A.H. — Je connaissais le palais d’Hammersmith de longue date. C’était une salle de danse emblématique qui est restée ouverte jusqu’en 2007. Ma mère allait y danser adolescente au début des années 1960. J’ai appris plus tard que le lieu avait ouvert en 1919 et que des milliers de personnes avaient assisté à la soirée d’ouverture. J’ai été interpellée par la clientèle. Ces gens n’appartenaient pas à l’élite qui fréquentait les cocktails, mais plutôt à la classe ouvrière. Ils ont dû éprouver un vif désir de danser après toutes ces années de chagrin, et l’orchestre de jazz Dixieland y jouait une musique étonnante et nouvelle. Je me suis renseignée sur ce phénomène de professeurs de danse et le sujet m’a passionné. Ces jeunes hommes et femmes qu’on pouvait engager pour 6 pence par danse. Qui en avait eu l’initiative ? Les jeunes hommes – dont la confiance en eux-mêmes avait été fracassée par la guerre – qui cherchaient un peu d’intimité ? Ou les jeunes femmes qui voulaient simplement être prises dans les bras d’un homme, quand tous ceux qui pouvaient leur convenir avaient été pulvérisés sur les champs de bataille ? C’est fascinant de s’intéresser à un tel lieu et à un tel mode de relations.
P — Quelle serait la différence entre le deuil d’après-guerre chez les hommes et chez les femmes ?

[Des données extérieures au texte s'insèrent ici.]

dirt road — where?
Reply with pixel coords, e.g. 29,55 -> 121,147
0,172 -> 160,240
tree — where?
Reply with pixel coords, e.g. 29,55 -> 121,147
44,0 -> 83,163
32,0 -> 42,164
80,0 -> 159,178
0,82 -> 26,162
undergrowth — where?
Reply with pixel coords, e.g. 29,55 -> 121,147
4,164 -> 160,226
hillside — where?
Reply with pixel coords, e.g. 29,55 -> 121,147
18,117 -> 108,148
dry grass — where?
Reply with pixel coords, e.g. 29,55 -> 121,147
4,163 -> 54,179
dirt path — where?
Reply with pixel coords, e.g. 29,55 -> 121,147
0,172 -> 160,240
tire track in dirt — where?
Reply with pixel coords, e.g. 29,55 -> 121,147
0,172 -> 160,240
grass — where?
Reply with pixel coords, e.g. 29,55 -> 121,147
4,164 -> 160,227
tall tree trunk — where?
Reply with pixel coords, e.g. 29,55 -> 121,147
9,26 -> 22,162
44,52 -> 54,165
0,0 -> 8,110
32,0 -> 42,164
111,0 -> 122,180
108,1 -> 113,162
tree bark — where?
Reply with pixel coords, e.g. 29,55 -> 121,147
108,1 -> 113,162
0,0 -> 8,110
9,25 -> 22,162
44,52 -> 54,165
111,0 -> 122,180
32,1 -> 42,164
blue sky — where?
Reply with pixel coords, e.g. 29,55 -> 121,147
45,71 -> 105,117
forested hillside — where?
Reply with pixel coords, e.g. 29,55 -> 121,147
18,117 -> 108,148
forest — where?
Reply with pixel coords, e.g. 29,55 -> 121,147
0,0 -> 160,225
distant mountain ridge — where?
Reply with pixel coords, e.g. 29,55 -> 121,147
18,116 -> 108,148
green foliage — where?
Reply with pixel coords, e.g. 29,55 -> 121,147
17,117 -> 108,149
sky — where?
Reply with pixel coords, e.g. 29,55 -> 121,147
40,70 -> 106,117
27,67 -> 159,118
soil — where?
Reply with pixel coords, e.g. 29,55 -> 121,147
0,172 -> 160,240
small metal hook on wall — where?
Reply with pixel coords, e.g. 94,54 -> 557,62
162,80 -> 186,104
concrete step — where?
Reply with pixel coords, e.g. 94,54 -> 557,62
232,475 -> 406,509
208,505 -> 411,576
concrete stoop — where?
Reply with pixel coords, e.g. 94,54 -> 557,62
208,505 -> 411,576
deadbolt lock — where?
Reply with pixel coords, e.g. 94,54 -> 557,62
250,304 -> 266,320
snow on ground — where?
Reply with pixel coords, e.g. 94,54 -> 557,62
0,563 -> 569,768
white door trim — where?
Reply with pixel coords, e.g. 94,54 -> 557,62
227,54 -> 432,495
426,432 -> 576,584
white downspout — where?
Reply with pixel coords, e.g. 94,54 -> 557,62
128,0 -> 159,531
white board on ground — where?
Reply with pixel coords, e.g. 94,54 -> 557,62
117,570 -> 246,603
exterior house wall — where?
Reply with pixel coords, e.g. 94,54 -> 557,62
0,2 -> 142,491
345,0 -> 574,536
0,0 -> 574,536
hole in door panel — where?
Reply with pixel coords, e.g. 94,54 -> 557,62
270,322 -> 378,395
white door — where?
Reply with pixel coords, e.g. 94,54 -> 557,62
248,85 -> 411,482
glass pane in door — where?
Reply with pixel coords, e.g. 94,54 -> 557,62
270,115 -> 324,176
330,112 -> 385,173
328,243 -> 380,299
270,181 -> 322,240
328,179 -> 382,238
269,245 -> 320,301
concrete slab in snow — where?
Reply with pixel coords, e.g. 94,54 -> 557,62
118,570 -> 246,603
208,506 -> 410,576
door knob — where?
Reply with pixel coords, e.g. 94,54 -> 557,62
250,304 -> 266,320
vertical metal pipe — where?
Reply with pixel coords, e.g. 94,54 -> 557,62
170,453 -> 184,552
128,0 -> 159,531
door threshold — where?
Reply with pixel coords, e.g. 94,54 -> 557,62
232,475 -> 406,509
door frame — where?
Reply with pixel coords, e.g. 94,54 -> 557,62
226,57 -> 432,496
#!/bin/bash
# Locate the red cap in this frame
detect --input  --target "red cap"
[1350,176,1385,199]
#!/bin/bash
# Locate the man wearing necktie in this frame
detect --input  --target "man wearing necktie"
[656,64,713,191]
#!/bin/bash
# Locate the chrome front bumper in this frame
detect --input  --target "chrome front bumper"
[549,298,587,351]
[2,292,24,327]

A.H. — À l’époque, du moins en Grande-Bretagne, il n’y avait pas d’incitation à parler de ces traumatismes et du chagrin. Et les représentations de la virilité, bien que menacées par l’émergence des femmes dans le monde du travail, étaient encore bien établies. Je pense que l’expérience était dure pour les deux sexes et qu’on aspirait peut-être à enfouir la peine pour recommencer à vivre. Chose extraordinaire, les funérailles du Soldat inconnu ont donné aux gens la possibilité de pleurer, de faire le deuil, de se libérer. C’est d’autant plus important, car jusqu’alors toute cérémonie avait été refusée aux familles. Et ce corps du Soldat inconnu pouvait être celui du fils, du frère ou de l’amant de n’importe qui. Cela a été une catharsis pour beaucoup. Je pense que nous, Britanniques, sommes un peu étranges à cet égard. Voyez l’extraordinaire débordement de chagrin pour la disparition de la princesse Diana, par exemple. Lorsqu’on interrogeait les gens dans la rue, ils pleuraient non seulement pour cette femme qu’ils n’avaient jamais connue, mais pour la perte de leurs proches. Nous manifestons rarement notre chagrin en public, mais quand nous le faisons, ce peut être un débordement.
À propos du livre
En novembre 1920, la Grande-Bretagne est endeuillée. Le Soldat inconnu a été rapatrié et son inhumation à Londres est imminente. Les trois héroïnes du roman sont à l’image de cette génération de mères, d’amantes ou de sœurs, qui a été anéantie par le deuil. Toutes ressentent la nécessité d’accomplir un geste humain, celui d’assurer aux défunts une place spécifique. Ces trois personnages ont des airs d’Antigone. Il y a Hettie, une danseuse de compagnie qui se déhanche sur des ragtime endiablés ; Evelyn, dont le fiancé a été tué et qui travaille au bureau des pensions de l’armée, et Ada, qui aperçoit son fils à tous les coins de rue. Dans Le Chagrin des vivants, Anna Hope ausculte avec talent le chagrin, le deuil collectif, mais aussi la vie. « La pensée de l’approche du centenaire m’est apparue, alors que j’étais plongée dans l’écriture depuis six mois », précise l’auteure. Elle fait exister le décor de manière saisissante grâce à de nombreux détails historiques. On est pris d’emblée par la justesse psychologique de ses portraits.